What the Swedish study did was they tested for 800 different types of alingments that might be linked to radiations by power lines and they find Lukemia is correlated and a news agency published it. Susequent studies in Sweden and elsewhere found such effect.

There are many speakers in the discussion and there is this particular guy who speaks for protecting people from radiation though power lines. His argument is similar to Taleb's precautionary principle, that human body is complex and we don't understand it enough hence we should be careful. I compare it with Taleb's argument on GMO, though the important differences is that in GMO the harm is large and systemic.
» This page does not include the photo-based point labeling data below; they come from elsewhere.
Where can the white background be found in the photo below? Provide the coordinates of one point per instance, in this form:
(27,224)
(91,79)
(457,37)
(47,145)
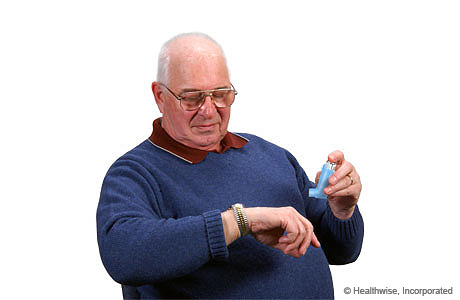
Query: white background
(377,79)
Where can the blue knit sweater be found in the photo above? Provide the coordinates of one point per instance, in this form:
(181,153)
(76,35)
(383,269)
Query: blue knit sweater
(160,229)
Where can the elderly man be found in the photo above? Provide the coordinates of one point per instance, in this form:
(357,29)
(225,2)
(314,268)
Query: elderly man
(170,220)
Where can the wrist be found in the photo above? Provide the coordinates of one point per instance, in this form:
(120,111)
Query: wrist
(231,230)
(342,213)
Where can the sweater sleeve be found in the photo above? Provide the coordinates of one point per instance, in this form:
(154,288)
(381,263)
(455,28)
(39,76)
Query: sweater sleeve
(341,240)
(139,246)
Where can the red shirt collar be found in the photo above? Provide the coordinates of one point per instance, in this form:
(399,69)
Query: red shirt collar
(161,139)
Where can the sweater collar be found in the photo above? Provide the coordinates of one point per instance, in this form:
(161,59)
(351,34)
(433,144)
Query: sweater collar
(161,139)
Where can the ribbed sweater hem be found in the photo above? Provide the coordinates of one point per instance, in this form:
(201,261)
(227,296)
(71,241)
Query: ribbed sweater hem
(216,238)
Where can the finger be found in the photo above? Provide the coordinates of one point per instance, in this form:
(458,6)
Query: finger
(342,184)
(345,168)
(350,191)
(309,228)
(318,175)
(301,234)
(306,243)
(336,157)
(315,242)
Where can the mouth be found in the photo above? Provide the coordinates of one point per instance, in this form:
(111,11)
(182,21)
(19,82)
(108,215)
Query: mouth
(206,127)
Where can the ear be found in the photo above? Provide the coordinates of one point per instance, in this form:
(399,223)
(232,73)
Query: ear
(158,94)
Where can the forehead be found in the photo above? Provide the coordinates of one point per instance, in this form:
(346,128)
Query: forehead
(198,67)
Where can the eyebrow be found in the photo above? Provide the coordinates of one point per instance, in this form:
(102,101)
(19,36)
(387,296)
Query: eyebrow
(196,90)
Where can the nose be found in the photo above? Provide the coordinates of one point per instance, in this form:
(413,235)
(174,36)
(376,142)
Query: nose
(208,108)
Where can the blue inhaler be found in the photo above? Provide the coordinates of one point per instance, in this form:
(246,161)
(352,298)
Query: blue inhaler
(323,182)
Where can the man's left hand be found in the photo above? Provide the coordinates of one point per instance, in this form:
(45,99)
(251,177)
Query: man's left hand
(344,186)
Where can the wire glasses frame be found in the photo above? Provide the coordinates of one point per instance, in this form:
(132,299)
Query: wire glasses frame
(190,101)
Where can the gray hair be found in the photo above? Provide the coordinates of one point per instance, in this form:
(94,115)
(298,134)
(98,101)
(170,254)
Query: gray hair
(164,55)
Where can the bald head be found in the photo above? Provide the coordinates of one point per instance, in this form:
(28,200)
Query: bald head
(184,49)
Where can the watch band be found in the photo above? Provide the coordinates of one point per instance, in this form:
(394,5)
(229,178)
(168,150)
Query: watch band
(241,219)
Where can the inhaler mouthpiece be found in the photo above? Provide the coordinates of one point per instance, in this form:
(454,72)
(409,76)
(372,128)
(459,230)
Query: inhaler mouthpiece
(326,172)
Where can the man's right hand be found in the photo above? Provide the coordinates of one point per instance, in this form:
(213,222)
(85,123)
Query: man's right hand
(268,225)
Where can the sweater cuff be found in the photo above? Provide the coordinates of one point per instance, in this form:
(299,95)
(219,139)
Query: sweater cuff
(344,229)
(215,234)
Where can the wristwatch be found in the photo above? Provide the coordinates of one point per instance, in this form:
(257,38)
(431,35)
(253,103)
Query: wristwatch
(241,219)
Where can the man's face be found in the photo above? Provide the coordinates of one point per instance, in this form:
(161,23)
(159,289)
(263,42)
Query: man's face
(205,127)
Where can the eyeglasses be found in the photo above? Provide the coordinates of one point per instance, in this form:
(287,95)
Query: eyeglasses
(194,100)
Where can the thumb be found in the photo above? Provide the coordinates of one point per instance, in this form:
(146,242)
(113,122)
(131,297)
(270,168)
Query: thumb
(317,177)
(315,241)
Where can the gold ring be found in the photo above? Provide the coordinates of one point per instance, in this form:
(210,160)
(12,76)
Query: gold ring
(351,178)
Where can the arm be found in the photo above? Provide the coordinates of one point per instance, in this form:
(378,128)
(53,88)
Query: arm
(139,246)
(282,228)
(340,229)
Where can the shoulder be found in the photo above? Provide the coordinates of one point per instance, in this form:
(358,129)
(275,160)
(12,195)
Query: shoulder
(136,159)
(254,140)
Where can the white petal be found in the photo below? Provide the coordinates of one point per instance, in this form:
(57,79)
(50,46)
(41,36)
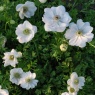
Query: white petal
(60,10)
(69,81)
(80,23)
(19,7)
(87,29)
(73,26)
(66,18)
(21,15)
(65,93)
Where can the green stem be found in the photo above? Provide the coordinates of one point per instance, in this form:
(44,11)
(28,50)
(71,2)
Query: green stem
(91,45)
(36,49)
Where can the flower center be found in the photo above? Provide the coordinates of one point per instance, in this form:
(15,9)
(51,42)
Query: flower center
(26,32)
(72,90)
(79,33)
(25,9)
(76,81)
(11,57)
(28,80)
(56,17)
(17,75)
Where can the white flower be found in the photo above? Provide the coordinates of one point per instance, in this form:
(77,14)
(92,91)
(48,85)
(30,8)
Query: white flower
(28,9)
(80,33)
(16,75)
(56,19)
(72,91)
(75,81)
(65,93)
(63,47)
(3,91)
(42,1)
(25,32)
(28,81)
(10,58)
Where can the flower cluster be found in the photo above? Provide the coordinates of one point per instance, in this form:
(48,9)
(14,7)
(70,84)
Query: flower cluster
(3,91)
(24,79)
(56,19)
(74,84)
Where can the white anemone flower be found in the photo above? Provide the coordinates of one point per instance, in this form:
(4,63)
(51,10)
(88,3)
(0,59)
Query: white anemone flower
(3,91)
(28,81)
(80,33)
(10,58)
(28,9)
(75,81)
(42,1)
(25,32)
(65,93)
(16,75)
(72,91)
(56,19)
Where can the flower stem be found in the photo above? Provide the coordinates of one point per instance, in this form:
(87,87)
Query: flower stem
(92,45)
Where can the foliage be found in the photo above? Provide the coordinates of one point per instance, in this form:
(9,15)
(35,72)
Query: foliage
(42,54)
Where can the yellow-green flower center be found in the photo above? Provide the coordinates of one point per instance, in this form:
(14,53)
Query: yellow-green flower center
(76,81)
(79,33)
(17,75)
(63,47)
(25,9)
(28,80)
(72,90)
(11,57)
(26,32)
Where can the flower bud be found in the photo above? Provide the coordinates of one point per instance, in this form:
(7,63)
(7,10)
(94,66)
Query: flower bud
(42,1)
(1,8)
(63,47)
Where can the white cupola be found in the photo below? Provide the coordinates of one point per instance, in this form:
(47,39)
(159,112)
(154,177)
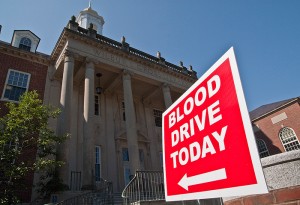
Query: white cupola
(88,16)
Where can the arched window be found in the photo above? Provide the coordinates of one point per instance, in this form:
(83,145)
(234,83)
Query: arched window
(262,148)
(289,139)
(25,44)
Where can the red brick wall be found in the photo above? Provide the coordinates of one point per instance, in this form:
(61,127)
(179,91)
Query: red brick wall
(289,196)
(37,82)
(269,131)
(37,79)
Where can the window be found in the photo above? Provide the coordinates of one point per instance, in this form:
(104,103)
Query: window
(16,84)
(25,44)
(161,160)
(262,148)
(123,111)
(125,154)
(142,159)
(157,117)
(97,163)
(97,105)
(289,139)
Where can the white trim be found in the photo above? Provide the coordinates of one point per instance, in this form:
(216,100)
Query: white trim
(260,186)
(6,82)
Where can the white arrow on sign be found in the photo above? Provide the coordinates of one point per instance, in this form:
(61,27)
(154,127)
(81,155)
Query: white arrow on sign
(211,176)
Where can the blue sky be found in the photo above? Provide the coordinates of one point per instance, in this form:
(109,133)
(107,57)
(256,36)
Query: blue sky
(264,33)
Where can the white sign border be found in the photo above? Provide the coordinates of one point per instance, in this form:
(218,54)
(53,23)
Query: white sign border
(258,188)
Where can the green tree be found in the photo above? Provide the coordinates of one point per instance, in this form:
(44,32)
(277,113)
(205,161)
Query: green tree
(24,129)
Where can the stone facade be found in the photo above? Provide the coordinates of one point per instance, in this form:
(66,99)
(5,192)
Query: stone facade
(122,124)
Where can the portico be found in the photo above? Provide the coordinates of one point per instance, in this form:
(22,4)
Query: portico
(124,135)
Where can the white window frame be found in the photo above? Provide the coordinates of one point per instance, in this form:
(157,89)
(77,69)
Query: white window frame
(262,148)
(98,162)
(6,84)
(25,43)
(156,116)
(97,102)
(291,142)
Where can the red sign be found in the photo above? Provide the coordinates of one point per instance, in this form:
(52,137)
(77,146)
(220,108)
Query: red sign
(208,142)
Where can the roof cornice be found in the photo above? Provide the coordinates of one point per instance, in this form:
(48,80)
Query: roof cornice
(37,57)
(118,49)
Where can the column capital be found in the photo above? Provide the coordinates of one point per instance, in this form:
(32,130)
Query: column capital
(89,60)
(127,74)
(68,53)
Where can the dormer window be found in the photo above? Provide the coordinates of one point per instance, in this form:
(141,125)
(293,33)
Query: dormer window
(25,44)
(25,40)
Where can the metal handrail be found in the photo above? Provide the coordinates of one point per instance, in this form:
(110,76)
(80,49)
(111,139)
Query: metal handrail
(145,186)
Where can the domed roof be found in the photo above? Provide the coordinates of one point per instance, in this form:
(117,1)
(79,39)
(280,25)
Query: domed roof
(90,10)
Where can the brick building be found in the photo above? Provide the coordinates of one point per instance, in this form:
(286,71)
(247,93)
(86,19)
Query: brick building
(277,126)
(277,130)
(22,69)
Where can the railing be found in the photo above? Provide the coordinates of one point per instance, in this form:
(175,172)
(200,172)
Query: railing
(145,186)
(102,194)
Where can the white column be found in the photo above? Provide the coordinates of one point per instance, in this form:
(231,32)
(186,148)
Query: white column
(64,122)
(131,131)
(167,95)
(111,143)
(88,137)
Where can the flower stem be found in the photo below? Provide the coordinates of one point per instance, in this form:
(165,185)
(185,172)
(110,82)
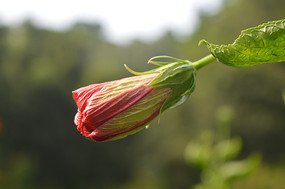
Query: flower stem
(204,61)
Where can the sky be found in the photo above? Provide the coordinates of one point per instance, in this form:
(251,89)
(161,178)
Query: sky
(122,20)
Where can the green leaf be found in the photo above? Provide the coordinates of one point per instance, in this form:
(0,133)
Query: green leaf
(258,45)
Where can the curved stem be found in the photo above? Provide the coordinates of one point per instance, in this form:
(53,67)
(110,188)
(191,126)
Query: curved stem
(204,61)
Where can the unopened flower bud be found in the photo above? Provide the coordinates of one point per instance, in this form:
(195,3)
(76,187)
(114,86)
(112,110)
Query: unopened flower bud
(115,109)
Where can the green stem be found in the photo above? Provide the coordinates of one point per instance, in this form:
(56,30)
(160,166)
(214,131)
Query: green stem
(204,61)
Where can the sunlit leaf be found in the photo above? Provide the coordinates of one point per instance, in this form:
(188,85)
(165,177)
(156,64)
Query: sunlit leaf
(258,45)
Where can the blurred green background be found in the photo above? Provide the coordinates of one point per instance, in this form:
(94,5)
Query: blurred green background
(41,148)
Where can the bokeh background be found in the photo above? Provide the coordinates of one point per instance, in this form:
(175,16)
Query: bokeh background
(41,148)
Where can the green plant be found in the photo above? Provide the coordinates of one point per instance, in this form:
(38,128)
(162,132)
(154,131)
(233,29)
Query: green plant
(214,154)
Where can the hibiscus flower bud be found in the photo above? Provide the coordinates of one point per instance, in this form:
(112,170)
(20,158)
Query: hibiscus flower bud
(115,109)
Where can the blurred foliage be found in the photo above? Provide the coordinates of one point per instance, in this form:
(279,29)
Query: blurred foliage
(213,154)
(41,148)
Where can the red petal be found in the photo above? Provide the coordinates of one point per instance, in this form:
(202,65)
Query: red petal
(82,95)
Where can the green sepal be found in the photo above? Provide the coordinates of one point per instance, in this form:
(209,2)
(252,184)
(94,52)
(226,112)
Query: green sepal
(179,75)
(158,63)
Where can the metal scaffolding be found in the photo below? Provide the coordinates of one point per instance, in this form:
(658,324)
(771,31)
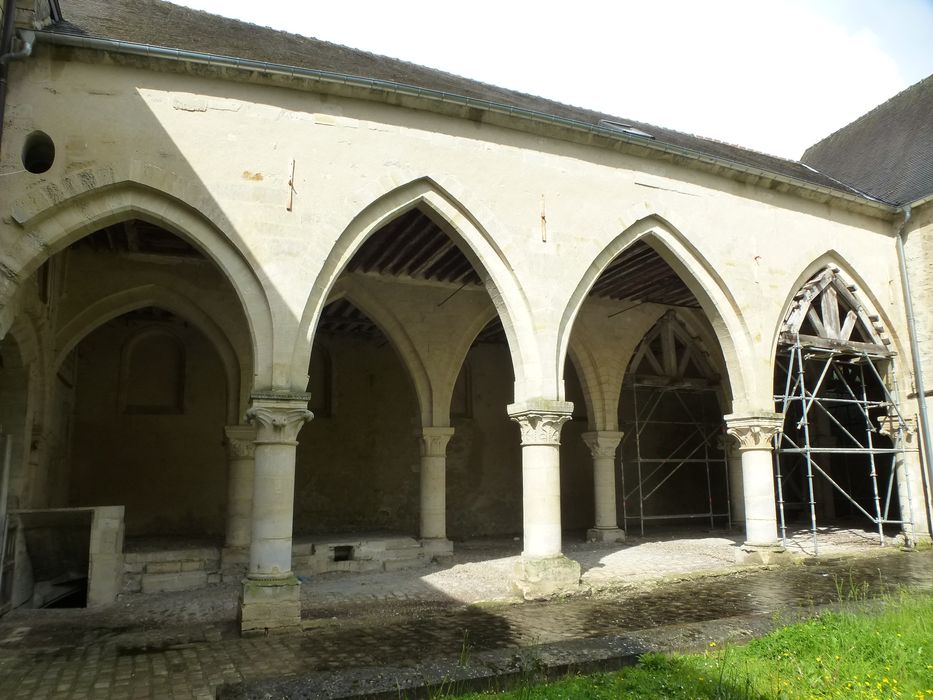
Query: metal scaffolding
(698,445)
(832,401)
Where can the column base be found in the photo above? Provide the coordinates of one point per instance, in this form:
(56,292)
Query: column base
(919,540)
(540,578)
(605,534)
(270,606)
(437,548)
(760,553)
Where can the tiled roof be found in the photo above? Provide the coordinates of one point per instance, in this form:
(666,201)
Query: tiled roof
(888,152)
(160,23)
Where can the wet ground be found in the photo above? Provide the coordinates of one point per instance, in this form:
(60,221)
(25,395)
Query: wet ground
(103,654)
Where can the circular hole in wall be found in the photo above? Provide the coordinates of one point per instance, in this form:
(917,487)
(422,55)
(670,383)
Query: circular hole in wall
(38,152)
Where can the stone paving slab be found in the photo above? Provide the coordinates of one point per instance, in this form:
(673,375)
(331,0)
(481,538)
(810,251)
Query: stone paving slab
(137,650)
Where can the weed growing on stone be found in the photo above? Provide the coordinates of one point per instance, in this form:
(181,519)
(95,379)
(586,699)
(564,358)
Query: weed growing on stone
(860,653)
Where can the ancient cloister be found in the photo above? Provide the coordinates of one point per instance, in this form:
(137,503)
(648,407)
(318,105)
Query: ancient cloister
(296,315)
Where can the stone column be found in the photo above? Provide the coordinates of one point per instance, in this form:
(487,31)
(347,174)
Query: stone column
(543,569)
(269,600)
(603,445)
(736,490)
(911,493)
(240,441)
(434,490)
(754,434)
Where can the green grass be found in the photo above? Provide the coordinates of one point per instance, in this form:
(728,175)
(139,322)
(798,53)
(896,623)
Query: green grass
(872,652)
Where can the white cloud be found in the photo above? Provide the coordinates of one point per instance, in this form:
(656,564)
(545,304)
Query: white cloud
(772,76)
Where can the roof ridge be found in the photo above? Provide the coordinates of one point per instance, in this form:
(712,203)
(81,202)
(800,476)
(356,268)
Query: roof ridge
(867,115)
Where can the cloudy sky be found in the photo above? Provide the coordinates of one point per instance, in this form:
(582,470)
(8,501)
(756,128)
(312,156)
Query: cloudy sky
(773,75)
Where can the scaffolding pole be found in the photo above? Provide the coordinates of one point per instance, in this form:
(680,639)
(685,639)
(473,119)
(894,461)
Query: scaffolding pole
(692,451)
(841,385)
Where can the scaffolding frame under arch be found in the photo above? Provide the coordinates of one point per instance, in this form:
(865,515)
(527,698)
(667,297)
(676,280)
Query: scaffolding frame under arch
(848,381)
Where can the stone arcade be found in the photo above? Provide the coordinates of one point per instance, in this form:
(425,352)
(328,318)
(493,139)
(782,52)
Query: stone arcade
(506,316)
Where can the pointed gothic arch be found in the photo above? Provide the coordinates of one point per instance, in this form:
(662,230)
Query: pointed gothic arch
(236,370)
(701,279)
(839,453)
(53,224)
(478,246)
(398,338)
(674,467)
(670,352)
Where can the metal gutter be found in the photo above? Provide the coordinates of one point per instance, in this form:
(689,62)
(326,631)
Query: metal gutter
(402,89)
(6,44)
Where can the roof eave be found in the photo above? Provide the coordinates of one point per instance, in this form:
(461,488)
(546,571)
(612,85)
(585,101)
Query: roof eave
(374,87)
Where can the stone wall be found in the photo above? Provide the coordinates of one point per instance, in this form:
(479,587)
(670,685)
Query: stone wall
(166,464)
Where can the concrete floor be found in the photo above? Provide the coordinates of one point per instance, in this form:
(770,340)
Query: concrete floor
(184,645)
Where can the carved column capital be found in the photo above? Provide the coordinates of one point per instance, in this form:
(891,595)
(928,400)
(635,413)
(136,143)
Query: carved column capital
(754,432)
(541,420)
(896,428)
(602,443)
(278,417)
(240,441)
(434,441)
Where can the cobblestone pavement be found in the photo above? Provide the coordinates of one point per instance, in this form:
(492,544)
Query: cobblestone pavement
(186,645)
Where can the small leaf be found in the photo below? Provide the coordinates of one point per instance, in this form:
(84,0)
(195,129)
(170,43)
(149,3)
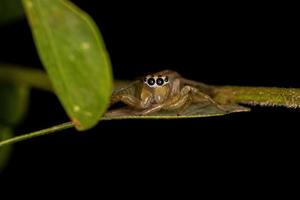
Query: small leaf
(10,10)
(13,103)
(5,151)
(194,111)
(73,53)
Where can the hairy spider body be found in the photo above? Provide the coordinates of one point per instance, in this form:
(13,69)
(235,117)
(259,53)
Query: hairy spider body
(165,90)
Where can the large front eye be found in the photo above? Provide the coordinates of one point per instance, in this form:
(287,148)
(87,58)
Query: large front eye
(159,81)
(151,81)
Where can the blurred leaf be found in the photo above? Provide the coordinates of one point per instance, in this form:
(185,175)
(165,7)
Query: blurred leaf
(5,151)
(13,103)
(73,53)
(10,10)
(193,111)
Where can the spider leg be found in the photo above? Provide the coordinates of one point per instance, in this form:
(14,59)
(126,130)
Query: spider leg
(153,109)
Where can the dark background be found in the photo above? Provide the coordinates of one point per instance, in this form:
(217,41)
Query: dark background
(255,45)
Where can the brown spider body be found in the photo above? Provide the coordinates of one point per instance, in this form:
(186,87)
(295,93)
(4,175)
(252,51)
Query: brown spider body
(165,90)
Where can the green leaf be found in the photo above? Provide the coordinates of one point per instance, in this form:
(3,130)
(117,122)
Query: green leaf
(73,53)
(10,10)
(5,151)
(194,111)
(13,103)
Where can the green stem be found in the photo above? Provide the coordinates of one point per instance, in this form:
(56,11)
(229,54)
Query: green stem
(23,75)
(264,96)
(37,133)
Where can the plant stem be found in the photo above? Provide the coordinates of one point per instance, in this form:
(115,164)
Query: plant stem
(264,96)
(37,133)
(24,75)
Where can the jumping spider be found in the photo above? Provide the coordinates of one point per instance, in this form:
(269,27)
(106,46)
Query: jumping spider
(165,90)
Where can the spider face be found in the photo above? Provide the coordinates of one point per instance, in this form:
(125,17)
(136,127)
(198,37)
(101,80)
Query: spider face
(154,81)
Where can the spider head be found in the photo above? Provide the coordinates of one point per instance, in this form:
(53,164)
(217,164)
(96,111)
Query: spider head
(154,81)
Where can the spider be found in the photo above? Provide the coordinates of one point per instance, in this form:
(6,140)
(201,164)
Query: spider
(164,90)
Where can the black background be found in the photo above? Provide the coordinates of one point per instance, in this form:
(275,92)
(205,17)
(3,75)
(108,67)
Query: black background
(255,45)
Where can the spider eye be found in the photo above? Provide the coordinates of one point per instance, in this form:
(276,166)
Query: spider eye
(166,79)
(159,81)
(151,81)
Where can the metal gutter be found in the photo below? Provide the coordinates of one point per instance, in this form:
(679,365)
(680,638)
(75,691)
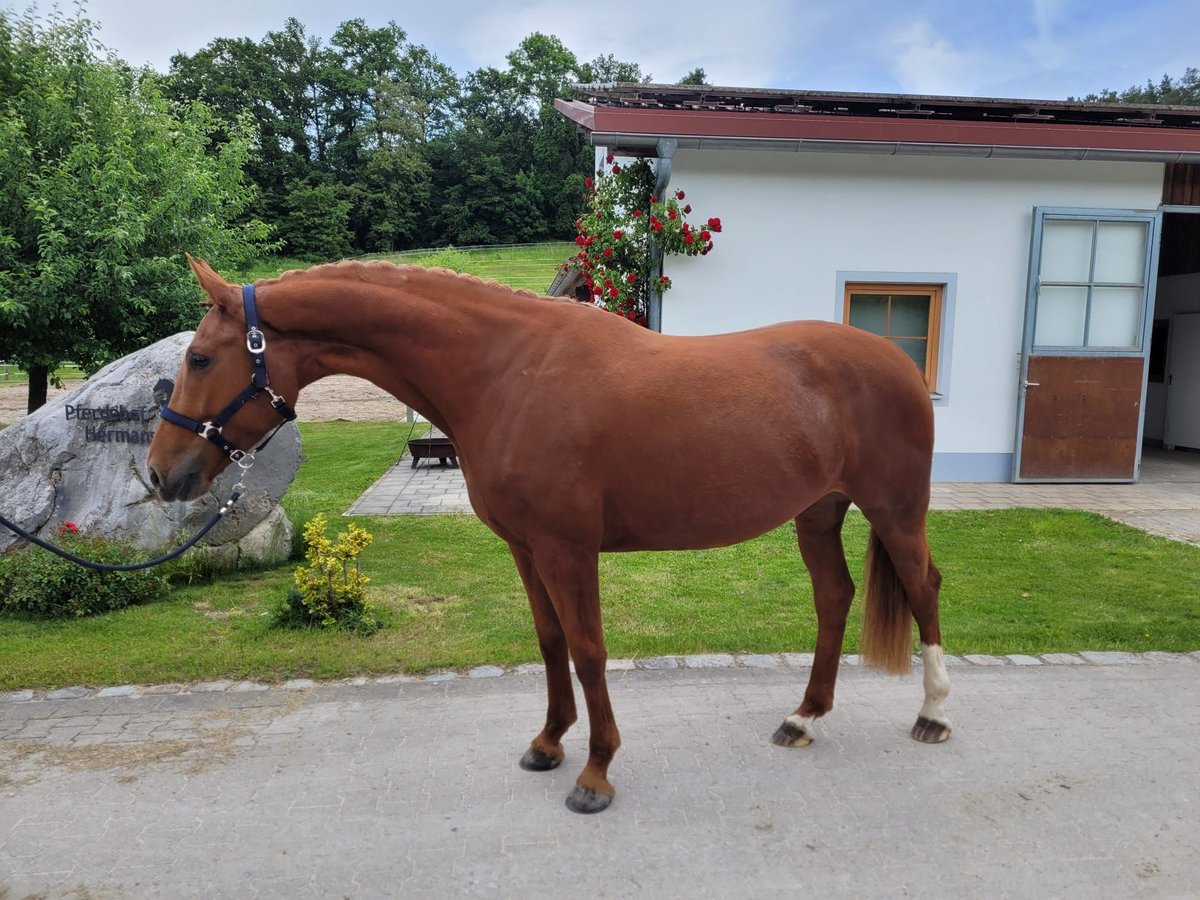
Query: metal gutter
(637,143)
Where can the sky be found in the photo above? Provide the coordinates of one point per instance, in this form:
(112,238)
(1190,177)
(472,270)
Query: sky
(1043,49)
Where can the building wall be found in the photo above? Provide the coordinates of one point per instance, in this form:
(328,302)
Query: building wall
(1176,294)
(797,222)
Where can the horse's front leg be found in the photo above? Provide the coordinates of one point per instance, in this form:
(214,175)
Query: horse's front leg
(545,751)
(573,581)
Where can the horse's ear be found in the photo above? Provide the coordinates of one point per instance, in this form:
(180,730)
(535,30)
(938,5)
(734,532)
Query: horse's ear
(221,293)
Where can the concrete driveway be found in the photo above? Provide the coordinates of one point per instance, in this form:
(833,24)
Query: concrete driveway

The harm is not that someone will fall ill from eating GMO but that GMO can disrupt the whole ecosystem and we don't know enough of biology to be sure that they won't. Another difference is about size of effect, in the power lines case, the health effects if present are likely to be small because otherwise we would have known them, though in GMO the disruptions can be very very large, I remember some episodes from discovery channel where introduction of a new specify in an unhabitat completely distroyed the habitat. The GMO plant can grow quickly, interbred with other non GMO plants nearby and spread pretty fast.

The effect size part is very important. There can be millions of things which "can be" negatively affecting your health according to VastuShastra the architecture of your house affects your health (maybe though light and ventilation), the material of your utensils might make a difference, the lightint you use at your home might make a difference, the method of preperation of food makes a difference, there are all sorts of things and all sorts of reasons you might think these thigns might make a difference. Because there are so many thigns, it is impossible to take care of everyone of them, and you cannot know if the effects are real (without taking humgous effort of carrying very long, longitudal experimental studies), so maybe just ignore all these and focus on things which have stronger effect.

Community vs Compliance

This a very interesting discussion about GPL law suits and GPL enforcement. The main point of debate is whether to use law suits to enforce GPL or not. Both of the parties agree that having upstream contributions and user freedoms are important but disagree about the particular methods to pursue that goal. The side which pushes for law suits or threats argue that otherwise companies won't comply, we don't get the code back and users loose on freedom. The other side argues that law suits or their threats turn companies into law suits turn companies into enemies. They are less likely to coorperate, meaning worse software. Instead the way should be through internal negotiations, and changing the culture from inside, companies eventually do contribute upstream they also benifit from it and also because the law requires them to.

My personal opinion is that GPL is important, and the possibility of existance of a law suit. If a company is going very antagonistic there needs to be a law suits because otherwise when the companies know that no one realistic change of law suit then GPL is powerless. Stallman himself gave examples of cases where they were able to get GPL compliance simply about asking companies to do and telling them that they are legally required to do so. So to me the question is really about threshold, not the fact that they should be law suit or not,

Anyway as Linus says it is often easier to change things by working with your opponents rathan working against them but against them should appear like a realistic senario when things don't work out.

The Streetlight Effect: A metaphor for knowledge and ignorance

This was a fascinating piece about Streetlight Effect and using it a as metaphor to describe knowledge and ignorance. The really interesting bit was where author described totalitarianism as something where there is only one view point be it of boilerplate Marxism or free market capitalism or anything. The totalitarian view point assumes that their framework can explain it all and everything else. Totalitarianism is the like the streetlight where you try to find all your answers but they don't exist there. The opposite of totalitarianism isn't another view point but darkness where good and bad aren't well defined and where the difference of between truth and false is not known.